I think CDM is a good thing. Designers should consider the safety implications of their output. However, I think there are some tricky devils in the detail of CDM2015. I agree with the observation that these look like rushed regulations with inadequate thought behind them, but I think some of the questions asked by anonymous have obvious answers: 1: If you can find a main contractor who will do absolutely everything with not a single subbie employed, then a PD is not necessary. Good luck with that quest. 2: The client could employ the contractor as PD. That's the party in control of the design, the party at the head of the chain that appoints all the other designers. No reason I can see for not having PC and PD be the same organisation. Regarding paperwork at question 3, it's obviously not the intention. It may well be the consequence, I agree. I see regulation 11(3), which makes the PD jointly liable for all the foreseeable risks in the output of every designer on the project, as generating a positive blizzard of paperwork and never-ending cycle of meetings where the PD tries to review every detail of everyone else's output (SFARP, admittedly, but that's still a fairly high hurdle to clear). The real questions, I think, are all about 'what does good enough' look like? We never really got that answered for CDM 2007, and the question is even more difficult for CDM 2015 - How does the PD manage and monitor designers it has no contractual control over? What do the regs mean when they say the PD must control risks (surely not a management function on site)? How does a PD identify risks in the output of a designer it does not know about (say, a bit of temporary works inadequately lashed together by a subbie to a subbie to a contractor the PD does not control?) CDM is good. The intention of CDM2015 is good. I worry that the details will scupper and drown out all that is good about it.

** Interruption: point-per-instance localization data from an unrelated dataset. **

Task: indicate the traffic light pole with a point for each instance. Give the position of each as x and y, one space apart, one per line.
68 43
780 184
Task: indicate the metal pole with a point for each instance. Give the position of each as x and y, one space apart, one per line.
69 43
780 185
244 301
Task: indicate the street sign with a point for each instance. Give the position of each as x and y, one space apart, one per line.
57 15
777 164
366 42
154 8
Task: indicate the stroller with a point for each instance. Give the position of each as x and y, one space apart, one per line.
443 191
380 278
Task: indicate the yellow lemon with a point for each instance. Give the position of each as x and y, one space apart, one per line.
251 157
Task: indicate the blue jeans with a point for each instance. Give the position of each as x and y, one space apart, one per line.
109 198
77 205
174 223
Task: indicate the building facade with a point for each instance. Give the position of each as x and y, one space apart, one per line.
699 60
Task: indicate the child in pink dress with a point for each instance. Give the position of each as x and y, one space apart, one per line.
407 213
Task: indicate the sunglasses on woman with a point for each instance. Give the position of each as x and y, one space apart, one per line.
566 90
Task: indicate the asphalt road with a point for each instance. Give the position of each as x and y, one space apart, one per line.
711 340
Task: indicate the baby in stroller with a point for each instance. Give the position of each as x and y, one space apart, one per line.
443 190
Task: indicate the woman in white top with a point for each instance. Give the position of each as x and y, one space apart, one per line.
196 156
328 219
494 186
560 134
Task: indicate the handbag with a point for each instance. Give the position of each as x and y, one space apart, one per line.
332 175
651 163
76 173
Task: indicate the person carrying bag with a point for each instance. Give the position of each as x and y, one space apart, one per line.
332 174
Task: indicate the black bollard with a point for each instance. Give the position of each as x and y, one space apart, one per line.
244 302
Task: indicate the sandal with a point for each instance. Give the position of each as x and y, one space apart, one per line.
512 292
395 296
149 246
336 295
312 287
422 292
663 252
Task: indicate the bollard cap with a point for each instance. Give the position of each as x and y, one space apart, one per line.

Never mind the paperwork! KISS . Health and Safety is about enhancing and reminding people of their "natural" human survival skills . All of this needs to happen on the ground in real time . Here's what to do :- 1) STOP wasting time and resources on thinking up generalised ineffective paperwork schemes for managing Construction H&S 2) STOP making laws that just increase "legal greyness" and large pay days for our bloated legal system 3) Take the financial savings from 1&2 above + savings in industry insurance premiums and put the money in a BIG POT . 4) Use the money to pay for practical enhancement of Health and Safety as follows:- a)train more and get HSE inspectors more realistic and approachable (they should all be "time served experienced and practical" ex industry operatives) b)the above to carry out regular "site TRAINING and inspection " visits rather than just inspection ! c)promote the use of mobile workshops for H&S refresher training for all d)promote H&S combining "safety" with innovation and "efficiency" In short take it OFF THE DESK - OUT OF THE COURTROOM - AND BACK INTO THE WORKPLACE where it belongs!
“That means from the outset considering safety issues with the design rather than an afterthought” she adds. - Outrageous!! I've never met a designer who considers safety as an afterthought! It was in the previous regulations and having a new PD does not change this.